C++ Coding Standards
A piece of code is only written once, but it has to be read and understood many more times. It's always tempting to take shortcuts to try to write the code faster, but that will mean slowing down other developers (or the same developer in the future) who look at the code. Having some general coding guidelines can help significantly toward that goal. However, it's important to remember they are just guidelines and they may be broken when it makes sense to do so.
Files
Avoid excessively long files
Files with more than a couple of hundred lines become combersome to work with. If a file gets to be several thoundands of lines long, it's a good sign that it could benefit from some refactoring.

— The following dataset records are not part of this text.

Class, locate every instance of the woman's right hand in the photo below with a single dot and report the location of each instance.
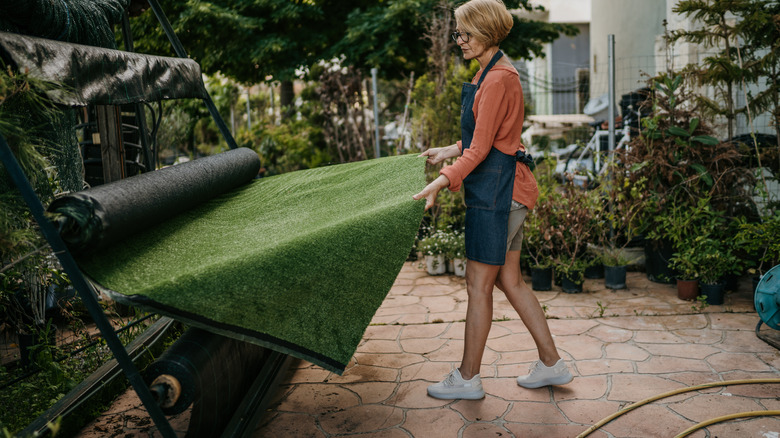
(437, 155)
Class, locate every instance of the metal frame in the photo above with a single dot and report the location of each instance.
(83, 288)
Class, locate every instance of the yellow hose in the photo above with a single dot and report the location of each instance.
(703, 424)
(633, 406)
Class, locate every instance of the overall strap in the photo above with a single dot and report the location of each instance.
(490, 65)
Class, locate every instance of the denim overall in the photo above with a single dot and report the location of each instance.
(488, 188)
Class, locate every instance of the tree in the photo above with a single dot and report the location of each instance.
(760, 28)
(389, 35)
(255, 40)
(722, 29)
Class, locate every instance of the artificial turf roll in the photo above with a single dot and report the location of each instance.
(297, 262)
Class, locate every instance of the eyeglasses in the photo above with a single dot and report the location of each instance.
(465, 36)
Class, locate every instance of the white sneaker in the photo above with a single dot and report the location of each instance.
(455, 387)
(542, 375)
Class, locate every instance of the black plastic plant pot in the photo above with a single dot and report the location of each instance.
(615, 277)
(541, 278)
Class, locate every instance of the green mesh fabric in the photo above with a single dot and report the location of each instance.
(297, 262)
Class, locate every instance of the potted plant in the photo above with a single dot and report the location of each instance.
(717, 260)
(681, 163)
(573, 227)
(572, 273)
(618, 221)
(687, 264)
(456, 253)
(761, 241)
(433, 248)
(538, 243)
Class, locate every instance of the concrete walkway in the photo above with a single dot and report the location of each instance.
(622, 346)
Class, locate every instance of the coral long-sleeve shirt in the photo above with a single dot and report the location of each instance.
(498, 112)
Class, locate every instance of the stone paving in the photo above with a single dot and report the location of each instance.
(622, 346)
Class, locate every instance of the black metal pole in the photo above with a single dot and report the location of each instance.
(140, 114)
(83, 288)
(181, 53)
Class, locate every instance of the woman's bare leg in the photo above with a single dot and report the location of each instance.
(480, 279)
(510, 281)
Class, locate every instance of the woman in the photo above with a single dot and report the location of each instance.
(499, 190)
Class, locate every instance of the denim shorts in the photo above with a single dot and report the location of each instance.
(517, 214)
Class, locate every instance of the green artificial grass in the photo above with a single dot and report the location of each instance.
(297, 262)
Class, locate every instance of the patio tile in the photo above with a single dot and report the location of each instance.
(318, 398)
(507, 389)
(535, 412)
(657, 344)
(737, 361)
(633, 388)
(421, 346)
(290, 425)
(481, 430)
(604, 366)
(646, 422)
(364, 418)
(681, 350)
(547, 430)
(626, 351)
(372, 392)
(489, 408)
(581, 388)
(666, 364)
(588, 411)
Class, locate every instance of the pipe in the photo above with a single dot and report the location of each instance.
(669, 394)
(703, 424)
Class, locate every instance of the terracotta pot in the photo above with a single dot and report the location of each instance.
(435, 264)
(615, 277)
(570, 286)
(687, 289)
(714, 293)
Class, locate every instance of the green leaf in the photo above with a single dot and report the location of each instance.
(676, 130)
(706, 139)
(702, 171)
(694, 124)
(676, 82)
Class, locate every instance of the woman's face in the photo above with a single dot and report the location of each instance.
(469, 45)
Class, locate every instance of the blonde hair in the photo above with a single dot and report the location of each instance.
(486, 20)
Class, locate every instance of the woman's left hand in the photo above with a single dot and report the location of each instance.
(432, 190)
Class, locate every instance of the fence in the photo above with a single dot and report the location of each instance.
(570, 95)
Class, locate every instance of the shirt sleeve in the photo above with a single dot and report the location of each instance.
(490, 109)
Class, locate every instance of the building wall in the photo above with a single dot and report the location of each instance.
(569, 56)
(636, 25)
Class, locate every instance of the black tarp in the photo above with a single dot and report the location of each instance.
(94, 75)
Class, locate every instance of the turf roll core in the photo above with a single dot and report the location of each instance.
(298, 263)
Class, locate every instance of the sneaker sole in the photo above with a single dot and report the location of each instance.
(458, 396)
(562, 380)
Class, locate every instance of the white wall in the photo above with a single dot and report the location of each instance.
(635, 24)
(569, 11)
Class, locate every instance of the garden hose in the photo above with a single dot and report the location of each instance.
(681, 391)
(703, 424)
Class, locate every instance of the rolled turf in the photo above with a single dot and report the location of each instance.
(297, 262)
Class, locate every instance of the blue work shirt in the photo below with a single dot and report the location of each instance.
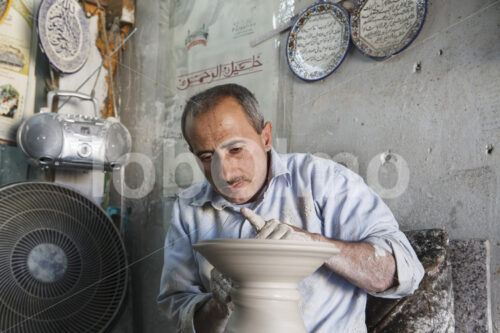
(309, 192)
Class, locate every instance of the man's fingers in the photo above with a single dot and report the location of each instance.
(257, 222)
(267, 229)
(280, 231)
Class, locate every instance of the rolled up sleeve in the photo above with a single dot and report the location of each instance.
(357, 213)
(181, 291)
(409, 270)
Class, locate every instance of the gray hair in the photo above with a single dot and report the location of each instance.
(207, 100)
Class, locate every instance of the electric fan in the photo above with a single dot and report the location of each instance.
(63, 266)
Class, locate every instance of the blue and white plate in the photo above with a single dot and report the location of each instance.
(63, 34)
(318, 41)
(381, 29)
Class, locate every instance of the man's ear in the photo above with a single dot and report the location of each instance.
(267, 136)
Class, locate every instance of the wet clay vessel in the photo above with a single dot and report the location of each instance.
(265, 274)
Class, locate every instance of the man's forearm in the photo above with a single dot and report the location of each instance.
(209, 319)
(365, 265)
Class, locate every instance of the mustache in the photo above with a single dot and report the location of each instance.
(237, 180)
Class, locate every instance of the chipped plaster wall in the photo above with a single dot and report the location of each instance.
(439, 120)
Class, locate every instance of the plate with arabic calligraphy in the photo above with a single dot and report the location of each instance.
(63, 34)
(382, 28)
(318, 41)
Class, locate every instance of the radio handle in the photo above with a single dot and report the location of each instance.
(67, 93)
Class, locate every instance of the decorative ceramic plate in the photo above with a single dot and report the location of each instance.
(4, 9)
(381, 29)
(63, 34)
(318, 41)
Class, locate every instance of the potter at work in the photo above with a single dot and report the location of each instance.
(251, 191)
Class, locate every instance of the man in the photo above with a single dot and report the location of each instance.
(251, 191)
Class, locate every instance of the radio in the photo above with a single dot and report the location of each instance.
(73, 141)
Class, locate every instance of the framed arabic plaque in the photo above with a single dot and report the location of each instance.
(318, 41)
(63, 34)
(382, 28)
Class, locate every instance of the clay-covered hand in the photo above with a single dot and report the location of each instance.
(220, 287)
(274, 229)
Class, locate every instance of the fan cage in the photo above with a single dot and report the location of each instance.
(87, 290)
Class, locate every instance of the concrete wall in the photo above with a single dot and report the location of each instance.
(438, 120)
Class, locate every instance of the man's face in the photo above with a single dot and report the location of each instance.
(233, 156)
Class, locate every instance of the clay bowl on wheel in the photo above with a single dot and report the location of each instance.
(266, 274)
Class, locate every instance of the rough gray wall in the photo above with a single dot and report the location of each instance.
(142, 78)
(439, 120)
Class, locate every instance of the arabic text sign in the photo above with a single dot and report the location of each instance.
(219, 72)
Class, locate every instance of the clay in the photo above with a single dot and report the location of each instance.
(265, 276)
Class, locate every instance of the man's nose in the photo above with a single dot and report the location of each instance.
(224, 168)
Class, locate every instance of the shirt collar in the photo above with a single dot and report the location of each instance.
(207, 194)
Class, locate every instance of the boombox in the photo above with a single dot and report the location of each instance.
(73, 141)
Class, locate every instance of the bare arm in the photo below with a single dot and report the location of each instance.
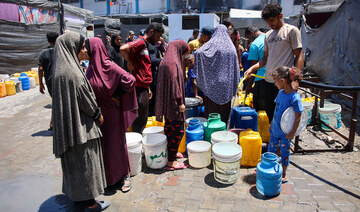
(125, 53)
(295, 126)
(257, 66)
(299, 58)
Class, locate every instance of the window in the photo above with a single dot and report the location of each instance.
(299, 2)
(190, 22)
(69, 1)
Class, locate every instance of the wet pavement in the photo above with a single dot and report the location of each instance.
(31, 177)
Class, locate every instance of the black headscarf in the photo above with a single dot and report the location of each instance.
(113, 38)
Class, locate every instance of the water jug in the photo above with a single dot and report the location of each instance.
(24, 81)
(251, 145)
(213, 124)
(32, 82)
(243, 118)
(2, 89)
(193, 107)
(263, 126)
(10, 88)
(195, 131)
(182, 145)
(269, 175)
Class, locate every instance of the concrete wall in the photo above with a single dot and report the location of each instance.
(175, 25)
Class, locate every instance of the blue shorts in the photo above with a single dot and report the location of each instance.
(284, 148)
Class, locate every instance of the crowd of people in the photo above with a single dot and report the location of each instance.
(125, 83)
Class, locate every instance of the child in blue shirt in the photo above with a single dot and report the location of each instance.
(287, 81)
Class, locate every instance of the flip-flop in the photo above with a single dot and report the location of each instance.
(127, 185)
(179, 166)
(102, 205)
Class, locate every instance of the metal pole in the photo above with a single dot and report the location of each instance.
(107, 8)
(137, 6)
(167, 6)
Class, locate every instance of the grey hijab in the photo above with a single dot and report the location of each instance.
(74, 103)
(217, 67)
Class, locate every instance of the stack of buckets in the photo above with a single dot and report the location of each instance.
(155, 144)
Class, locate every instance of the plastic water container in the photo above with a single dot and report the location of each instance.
(2, 89)
(263, 126)
(18, 86)
(194, 132)
(155, 146)
(199, 154)
(226, 162)
(152, 122)
(251, 145)
(134, 146)
(25, 81)
(331, 115)
(193, 107)
(212, 125)
(243, 118)
(32, 82)
(224, 136)
(201, 119)
(152, 130)
(308, 107)
(10, 88)
(4, 77)
(269, 175)
(236, 131)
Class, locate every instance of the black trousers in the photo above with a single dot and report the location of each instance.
(270, 92)
(142, 95)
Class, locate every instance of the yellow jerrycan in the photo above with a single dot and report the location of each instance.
(10, 88)
(251, 145)
(2, 89)
(263, 126)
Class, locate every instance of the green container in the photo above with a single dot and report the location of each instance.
(212, 125)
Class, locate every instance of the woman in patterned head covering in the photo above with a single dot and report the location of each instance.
(170, 98)
(217, 72)
(76, 138)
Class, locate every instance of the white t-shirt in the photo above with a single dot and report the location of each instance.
(280, 45)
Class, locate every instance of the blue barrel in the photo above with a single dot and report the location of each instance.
(193, 107)
(25, 81)
(195, 131)
(244, 118)
(269, 175)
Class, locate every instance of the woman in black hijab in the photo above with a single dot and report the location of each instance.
(114, 51)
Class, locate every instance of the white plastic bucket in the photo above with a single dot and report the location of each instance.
(4, 77)
(32, 82)
(226, 162)
(199, 154)
(134, 146)
(153, 130)
(155, 146)
(224, 136)
(331, 115)
(308, 106)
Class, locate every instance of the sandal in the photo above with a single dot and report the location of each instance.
(179, 166)
(126, 186)
(102, 205)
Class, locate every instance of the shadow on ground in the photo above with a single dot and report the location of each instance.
(325, 181)
(59, 202)
(210, 181)
(43, 133)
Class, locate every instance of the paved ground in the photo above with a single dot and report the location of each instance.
(30, 176)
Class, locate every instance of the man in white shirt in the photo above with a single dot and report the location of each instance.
(282, 47)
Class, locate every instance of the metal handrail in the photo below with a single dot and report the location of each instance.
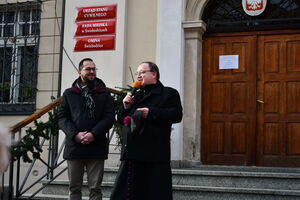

Avoid exessively wide files
Limit lines of code to less than 80 characters. Very long lines are harder to read, as the eyes have to travel a longer distance from the end of one line to the beginning of the next, making it easier to lose track of what the next line is. Shorter lines also print better; paper is not infinately wide like a window. Also, 80 columns is still the default terminal width in many (if not all) terminal programs.
Define one class per file
The only exception should be small classes that are very tightly coupled with a larger one defined in the same file. It makes it easier to determine where to go to look at a class' interface or implementation.
Name files after the class they define
If a file contains the declaration for the class FooBar, it should be called FooBar.hh, not foobar.hh, Foo_bar.hh, etc.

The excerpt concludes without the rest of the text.